“We’re four individuals who are not hypermasculine by any means,” Andy Milad, lead singer of Wayne Szalinski, says—and he’s got the patterned sweater, hipster glasses, and nearly-completed arts degree to prove it.
That declaration isn’t too surprising, considering the band’s namesake: the nerdy, befuddled main character of Honey, I Shrunk the Kids.
“We never expected to have any particular success, so the weight of the band name was next to nothing,” Milad says, but it’s grown into a fitting label. “Wayne Szalinski [the character] has a sense of adventurism and innovation, which is kind of fun. We like to view ourselves as people who are trying to do new things and break boundaries in some form or another. I don’t know if we’re really trying to shrink anybody.” (“Speak for yourself, man,” drummer Nick Galli says from the back of the van, which is carrying them through Pennsylvania to the next tour stop.)
Instead of formulas and shrink rays, Wayne Szalinski (the band) experiments with complex melodies, progressive drum lines, and intelligent lyricism to form a genre-mashing sound that is by turns beautifully eerie and insidiously catchy, but always hard to define.
Perhaps the best description is mathy-indie-emo, although they hate every one of those labels.
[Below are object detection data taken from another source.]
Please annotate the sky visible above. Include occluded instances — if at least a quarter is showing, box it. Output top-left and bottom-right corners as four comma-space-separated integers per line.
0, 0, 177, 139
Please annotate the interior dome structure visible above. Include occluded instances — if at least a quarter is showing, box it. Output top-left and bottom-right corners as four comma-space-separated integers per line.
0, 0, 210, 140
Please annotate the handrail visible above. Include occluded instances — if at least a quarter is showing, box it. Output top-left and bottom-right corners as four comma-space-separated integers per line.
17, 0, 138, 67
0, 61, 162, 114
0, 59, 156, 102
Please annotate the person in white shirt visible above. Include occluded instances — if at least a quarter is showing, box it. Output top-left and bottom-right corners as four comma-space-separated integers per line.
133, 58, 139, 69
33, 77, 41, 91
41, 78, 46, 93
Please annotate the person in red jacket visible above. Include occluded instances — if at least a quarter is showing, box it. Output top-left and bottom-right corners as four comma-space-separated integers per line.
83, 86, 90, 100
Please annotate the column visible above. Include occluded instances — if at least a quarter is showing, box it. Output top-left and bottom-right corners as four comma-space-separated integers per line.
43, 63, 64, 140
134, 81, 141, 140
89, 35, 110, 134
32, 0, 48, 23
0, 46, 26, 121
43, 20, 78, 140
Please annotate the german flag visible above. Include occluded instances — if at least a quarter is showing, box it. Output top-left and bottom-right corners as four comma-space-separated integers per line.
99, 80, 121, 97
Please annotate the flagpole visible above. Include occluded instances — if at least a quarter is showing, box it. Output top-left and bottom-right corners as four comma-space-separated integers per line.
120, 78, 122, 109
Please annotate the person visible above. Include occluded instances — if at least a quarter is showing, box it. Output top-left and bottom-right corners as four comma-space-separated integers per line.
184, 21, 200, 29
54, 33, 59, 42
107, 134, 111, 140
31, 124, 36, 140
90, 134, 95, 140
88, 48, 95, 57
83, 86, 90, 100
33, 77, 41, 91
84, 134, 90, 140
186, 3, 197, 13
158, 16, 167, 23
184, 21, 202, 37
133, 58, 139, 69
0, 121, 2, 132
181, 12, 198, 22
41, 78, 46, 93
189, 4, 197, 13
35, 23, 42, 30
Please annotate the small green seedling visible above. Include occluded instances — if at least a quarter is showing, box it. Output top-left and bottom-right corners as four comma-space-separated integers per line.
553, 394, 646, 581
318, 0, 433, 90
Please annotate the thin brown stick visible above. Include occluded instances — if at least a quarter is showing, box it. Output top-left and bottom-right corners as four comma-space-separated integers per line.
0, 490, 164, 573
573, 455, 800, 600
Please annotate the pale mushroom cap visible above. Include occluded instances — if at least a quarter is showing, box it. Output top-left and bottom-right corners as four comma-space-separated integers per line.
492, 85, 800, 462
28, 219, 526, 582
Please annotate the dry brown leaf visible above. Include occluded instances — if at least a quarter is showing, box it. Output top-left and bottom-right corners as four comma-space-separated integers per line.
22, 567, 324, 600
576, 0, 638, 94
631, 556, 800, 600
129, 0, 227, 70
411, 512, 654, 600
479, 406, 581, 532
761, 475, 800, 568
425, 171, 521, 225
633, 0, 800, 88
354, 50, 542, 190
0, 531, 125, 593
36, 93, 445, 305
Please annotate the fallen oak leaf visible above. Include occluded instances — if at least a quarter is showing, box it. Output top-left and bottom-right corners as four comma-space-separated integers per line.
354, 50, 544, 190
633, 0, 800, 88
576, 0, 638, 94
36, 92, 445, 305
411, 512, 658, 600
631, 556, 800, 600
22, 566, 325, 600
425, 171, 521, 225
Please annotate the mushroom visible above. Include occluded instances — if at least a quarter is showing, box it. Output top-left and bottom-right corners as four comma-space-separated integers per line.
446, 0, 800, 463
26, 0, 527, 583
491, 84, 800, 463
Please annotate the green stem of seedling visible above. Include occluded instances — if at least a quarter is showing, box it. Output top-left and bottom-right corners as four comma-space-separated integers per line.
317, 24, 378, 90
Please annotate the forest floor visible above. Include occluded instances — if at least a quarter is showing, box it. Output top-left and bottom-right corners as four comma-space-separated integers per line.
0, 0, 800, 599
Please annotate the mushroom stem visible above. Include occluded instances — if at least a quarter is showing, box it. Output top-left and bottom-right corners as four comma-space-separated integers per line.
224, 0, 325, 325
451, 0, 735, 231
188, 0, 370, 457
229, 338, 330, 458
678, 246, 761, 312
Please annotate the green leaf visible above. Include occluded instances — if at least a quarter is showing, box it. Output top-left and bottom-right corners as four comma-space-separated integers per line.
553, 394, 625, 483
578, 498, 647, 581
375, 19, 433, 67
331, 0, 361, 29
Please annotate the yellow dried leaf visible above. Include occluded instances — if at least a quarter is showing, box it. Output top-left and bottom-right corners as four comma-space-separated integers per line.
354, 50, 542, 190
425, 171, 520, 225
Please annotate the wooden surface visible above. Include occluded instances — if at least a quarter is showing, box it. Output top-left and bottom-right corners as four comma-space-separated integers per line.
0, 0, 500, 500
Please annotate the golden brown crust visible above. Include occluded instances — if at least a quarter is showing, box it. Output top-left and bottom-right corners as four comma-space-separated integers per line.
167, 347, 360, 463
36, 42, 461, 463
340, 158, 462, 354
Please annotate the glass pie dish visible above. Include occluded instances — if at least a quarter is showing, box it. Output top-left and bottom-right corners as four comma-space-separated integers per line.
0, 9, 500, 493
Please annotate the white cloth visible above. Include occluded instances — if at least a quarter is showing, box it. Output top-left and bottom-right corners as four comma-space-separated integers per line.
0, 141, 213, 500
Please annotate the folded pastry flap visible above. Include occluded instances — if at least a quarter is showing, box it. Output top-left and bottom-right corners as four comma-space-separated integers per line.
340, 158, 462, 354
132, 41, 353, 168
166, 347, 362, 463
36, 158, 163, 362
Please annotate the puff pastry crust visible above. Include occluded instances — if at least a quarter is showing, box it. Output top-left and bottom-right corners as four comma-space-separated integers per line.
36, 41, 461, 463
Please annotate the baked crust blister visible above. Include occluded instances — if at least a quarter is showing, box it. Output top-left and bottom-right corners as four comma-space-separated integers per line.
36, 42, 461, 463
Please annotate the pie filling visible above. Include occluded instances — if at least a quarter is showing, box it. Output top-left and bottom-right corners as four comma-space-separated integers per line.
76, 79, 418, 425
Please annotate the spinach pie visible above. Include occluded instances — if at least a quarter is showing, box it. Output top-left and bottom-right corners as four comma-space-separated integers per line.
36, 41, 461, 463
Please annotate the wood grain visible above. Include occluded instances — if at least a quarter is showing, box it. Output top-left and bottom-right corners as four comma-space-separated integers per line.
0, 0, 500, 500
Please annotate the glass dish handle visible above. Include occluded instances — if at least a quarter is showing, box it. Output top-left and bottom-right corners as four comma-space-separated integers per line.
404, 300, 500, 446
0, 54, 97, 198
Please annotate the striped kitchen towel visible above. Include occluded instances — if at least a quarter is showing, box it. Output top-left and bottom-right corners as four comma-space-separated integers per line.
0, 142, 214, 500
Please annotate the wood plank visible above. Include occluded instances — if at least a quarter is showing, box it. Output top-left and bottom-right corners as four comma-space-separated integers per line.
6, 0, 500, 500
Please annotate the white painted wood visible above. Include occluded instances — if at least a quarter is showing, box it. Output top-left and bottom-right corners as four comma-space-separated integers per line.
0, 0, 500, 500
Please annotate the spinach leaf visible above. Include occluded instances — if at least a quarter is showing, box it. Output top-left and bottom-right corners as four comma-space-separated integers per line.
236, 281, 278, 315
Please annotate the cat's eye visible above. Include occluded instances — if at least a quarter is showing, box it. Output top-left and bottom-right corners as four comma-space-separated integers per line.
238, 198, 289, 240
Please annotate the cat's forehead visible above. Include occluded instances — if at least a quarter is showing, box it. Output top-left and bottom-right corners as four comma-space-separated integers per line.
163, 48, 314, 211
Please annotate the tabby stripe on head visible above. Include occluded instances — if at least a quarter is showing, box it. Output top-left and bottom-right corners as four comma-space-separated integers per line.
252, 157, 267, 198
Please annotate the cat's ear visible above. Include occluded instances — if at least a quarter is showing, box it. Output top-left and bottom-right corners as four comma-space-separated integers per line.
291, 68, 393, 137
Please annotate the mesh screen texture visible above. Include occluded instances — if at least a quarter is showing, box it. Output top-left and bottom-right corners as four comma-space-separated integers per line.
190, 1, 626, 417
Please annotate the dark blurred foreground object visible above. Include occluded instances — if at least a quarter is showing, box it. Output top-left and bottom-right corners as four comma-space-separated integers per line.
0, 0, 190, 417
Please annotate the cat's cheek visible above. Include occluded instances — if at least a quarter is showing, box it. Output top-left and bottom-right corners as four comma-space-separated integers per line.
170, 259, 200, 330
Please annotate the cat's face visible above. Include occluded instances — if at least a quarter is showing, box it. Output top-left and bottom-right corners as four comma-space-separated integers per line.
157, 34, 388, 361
Like most bands that land even slightly on the emo spectrum, the members shy away from being pigeonholed by any one genre.
“[In] the emo scene, everyone is so trendy and to me it’s so temporary,” says bassist Kurt Roy. “There’s more to music than this little scene that’s happening and everyone listens to the same stuff and it just circles around and around.”
“I think math rock in general loses the emphasis on lyricism,” adds guitarist Andrew Adams. “It takes away the whole poetic aspect and it’s much more about how fast can you play, how technically can you play, and while those things are important, it’s not the most important part.”
The band’s first two EPs—Wayne Szalinski and Fondly Truly, both recorded by Roy—are lyrically and musically complex, marked by crisp, layered guitar lines and Milad’s signature warble. But the intricate melodies never seem masturbatory; the band practices more restraint than you’d expect from a handful of dudes barely pushing past 20.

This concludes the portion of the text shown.